How your phone, gadgets could be giving you sleepless nights
Excessive exposure to light at night, usually due to binge-watching on devices, is the leading cause of sleep disturbances
New Delhi,UPDATED: December 11, 2022 5:00 PM IST
Uninterrupted sleep is essential for good health; (Photo: Getty Images | Klaus Vedfelt)
Have you ever felt lethargic and dull after a night of web series binge? Or do bright street lights keep you awake despite a long day at work? Experts will say it’s the light that prevents you from sleeping well. As city streets are flooded with lights and equipment left on throughout the night, people are getting less than healthy amounts of sleep.
“Artificial light affects the quality of sleep and, in the long term, general health. This is a problem of modern life,” says Dr Niket Kasar, director and consultant psychiatrist at Pune’s Mind Aid Psychometry Lab, and president of the Indian Psychiatric Society, Pune. Light, he explains, is the key regulator of the brain’s biological sleep cycle. “We have a suprachiasmatic nucleus in the brain, which regulates most circadian rhythms in the body. It regulates sleep rhythm and the sleep-wake cycle. Light regulates this suprachiasmatic nucleus.”
Here are some ways to get your restful sleep back:
Turn it off: Light is the main culprit for sleep loss. “When exposed to light, the rapid eye movement (REM) phase of our sleep cycle or slow wave sleep decreases,” says Dr Kasar. With the quality of sleep affected, people tend to wake up feeling lethargic, dull or unwell. “We experience cognitive rejection and an inability to think or remember when REM sleep or slow wave sleep is disturbed.
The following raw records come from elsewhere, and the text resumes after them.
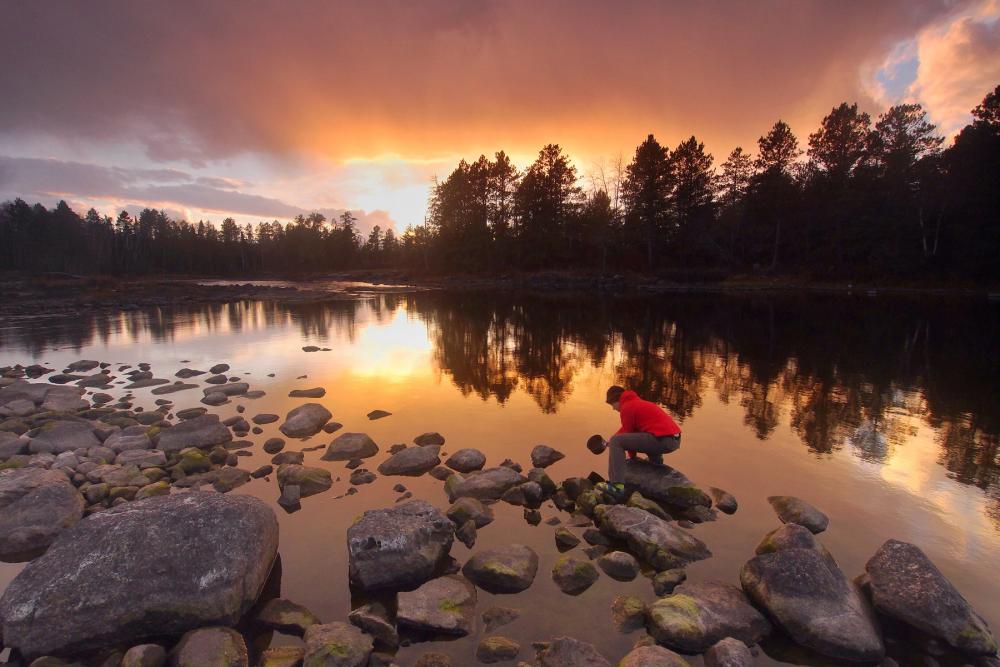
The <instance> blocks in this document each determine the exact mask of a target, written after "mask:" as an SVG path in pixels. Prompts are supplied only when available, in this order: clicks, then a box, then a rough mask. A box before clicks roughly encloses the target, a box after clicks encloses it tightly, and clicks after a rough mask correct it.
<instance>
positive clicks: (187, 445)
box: [156, 414, 233, 454]
mask: <svg viewBox="0 0 1000 667" xmlns="http://www.w3.org/2000/svg"><path fill="white" fill-rule="evenodd" d="M232 439H233V434H232V433H230V432H229V429H228V428H226V425H225V424H223V423H222V422H220V421H219V416H218V415H210V414H204V415H201V416H198V417H193V418H191V419H187V420H185V421H182V422H181V423H179V424H177V425H176V426H171V427H170V428H165V429H163V430H161V431H160V436H159V440H158V441H157V443H156V446H157V448H158V449H160V450H162V451H164V452H166V453H167V454H170V453H173V452H179V451H181V450H182V449H185V448H187V447H200V448H204V447H211V446H212V445H221V444H223V443H225V442H230V441H232Z"/></svg>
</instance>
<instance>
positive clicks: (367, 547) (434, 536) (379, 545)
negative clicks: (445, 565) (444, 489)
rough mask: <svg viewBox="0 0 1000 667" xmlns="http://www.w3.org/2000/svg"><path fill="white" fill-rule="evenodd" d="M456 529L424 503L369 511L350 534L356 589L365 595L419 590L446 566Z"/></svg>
mask: <svg viewBox="0 0 1000 667" xmlns="http://www.w3.org/2000/svg"><path fill="white" fill-rule="evenodd" d="M453 542H454V525H453V524H452V522H451V521H450V520H449V519H448V517H446V516H445V515H444V514H443V513H442V512H441V511H440V510H438V509H437V508H436V507H434V506H433V505H431V504H430V503H428V502H426V501H423V500H411V501H408V502H405V503H402V504H400V505H397V506H396V507H391V508H387V509H376V510H368V511H366V512H365V513H364V514H363V515H361V518H360V519H358V520H357V521H356V522H355V523H354V524H353V525H352V526H351V527H350V528H348V529H347V551H348V557H349V566H348V570H349V573H350V580H351V584H352V585H354V586H356V587H358V588H360V589H362V590H377V589H401V588H406V587H412V586H416V585H418V584H420V583H422V582H424V581H426V580H427V579H429V578H430V577H431V576H433V574H434V572H435V570H437V569H438V567H439V566H440V565H441V564H442V563H443V561H444V559H445V558H447V557H448V554H449V553H450V551H451V545H452V543H453Z"/></svg>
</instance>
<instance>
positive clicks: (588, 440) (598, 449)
mask: <svg viewBox="0 0 1000 667" xmlns="http://www.w3.org/2000/svg"><path fill="white" fill-rule="evenodd" d="M607 448H608V441H607V440H605V439H604V436H602V435H600V434H597V435H592V436H590V437H589V438H587V449H589V450H590V451H591V452H593V453H594V454H603V453H604V450H605V449H607Z"/></svg>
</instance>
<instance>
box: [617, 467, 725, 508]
mask: <svg viewBox="0 0 1000 667" xmlns="http://www.w3.org/2000/svg"><path fill="white" fill-rule="evenodd" d="M625 484H626V486H628V487H630V488H632V489H635V490H636V491H638V492H639V493H641V494H642V495H643V496H645V497H646V498H650V499H652V500H656V501H658V502H661V503H666V504H668V505H672V506H674V507H679V508H686V507H694V506H696V505H702V506H704V507H711V505H712V499H711V498H710V497H709V496H708V494H706V493H705V492H704V491H702V490H701V489H699V488H698V487H697V486H695V485H694V483H693V482H692V481H691V480H690V479H688V478H687V477H685V476H684V474H683V473H682V472H680V471H679V470H675V469H674V468H671V467H670V466H666V465H659V464H656V463H650V462H649V461H644V460H642V459H630V460H629V461H628V462H627V463H626V464H625Z"/></svg>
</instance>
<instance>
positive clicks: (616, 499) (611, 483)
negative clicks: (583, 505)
mask: <svg viewBox="0 0 1000 667" xmlns="http://www.w3.org/2000/svg"><path fill="white" fill-rule="evenodd" d="M594 489H596V490H597V491H600V492H601V493H603V494H604V495H605V496H607V497H608V498H611V500H612V502H614V503H616V504H619V505H620V504H621V503H624V502H625V500H626V495H625V485H624V484H622V483H620V482H618V483H615V482H601V483H600V484H598V485H597V486H595V487H594Z"/></svg>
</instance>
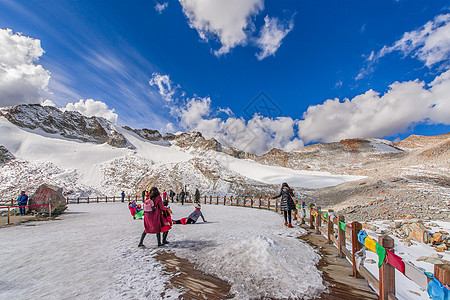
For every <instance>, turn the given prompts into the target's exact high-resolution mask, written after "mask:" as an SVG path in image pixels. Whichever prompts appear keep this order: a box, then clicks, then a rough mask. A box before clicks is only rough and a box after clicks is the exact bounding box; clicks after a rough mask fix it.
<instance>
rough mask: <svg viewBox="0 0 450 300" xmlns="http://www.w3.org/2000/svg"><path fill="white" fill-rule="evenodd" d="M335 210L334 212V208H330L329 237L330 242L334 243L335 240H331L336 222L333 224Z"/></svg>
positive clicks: (328, 235)
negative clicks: (334, 240) (335, 223)
mask: <svg viewBox="0 0 450 300" xmlns="http://www.w3.org/2000/svg"><path fill="white" fill-rule="evenodd" d="M333 212H334V210H332V209H329V210H328V224H327V225H328V228H327V239H328V243H329V244H332V243H333V241H332V240H331V235H333V234H334V224H333V218H334V214H333Z"/></svg>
And light is a big cause,” he says.
Sleep well to stay healthy: Beauty experts say insufficient sleep will lead to dark circles and bags under the eyes. But the benefits of sleep extend beyond cosmetic uses. “We have physiological processes going on in our body during sleep. Insufficient sleep increases insulin resistance, which leads to an increase in sugar levels and then diabetes. Similarly, in people who do not sleep, the heart rate increases from the average 60-70 heartbeats per minute. Sleep also affects the autonomic nervous system, which can then affect digestion and other body functions,” says Dr Kasar.
Close the gadgets: The human brain holds a pea-sized gland called the pineal gland, which produces melatonin, also called the ‘sleep hormone’. The pineal gland receives information about the light-dark cycle of the environment and produces melatonin. The light emitted by devices affects melatonin production. “Melatonin is the most important hormone for sleep. Its production begins in the evening and reaches its peak at 03:00. It helps us fall asleep and maintain sleep. The blue light coming from screens reduces the production of melatonin. To avoid this, we need to switch off three to four hours before bedtime,” says Dr Kasar.
Give web series a miss: The lockdown and work-from-home arrangements have seen several people come to a sleep therapist’s office with complaints. “There has been a huge increase in cases of disturbed sleep or even the sleep cycle being reversed,” says Dr Kasar. Binge-watching OTT programs or browsing smartphones for news and social media updates led to poor quality sleep.
Identify and treat early: Watch for signs of insufficient sleep and seek professional help. Doctors recommend a sleep hygiene program, which includes lifestyle change, medication, and motivation-based behavior change.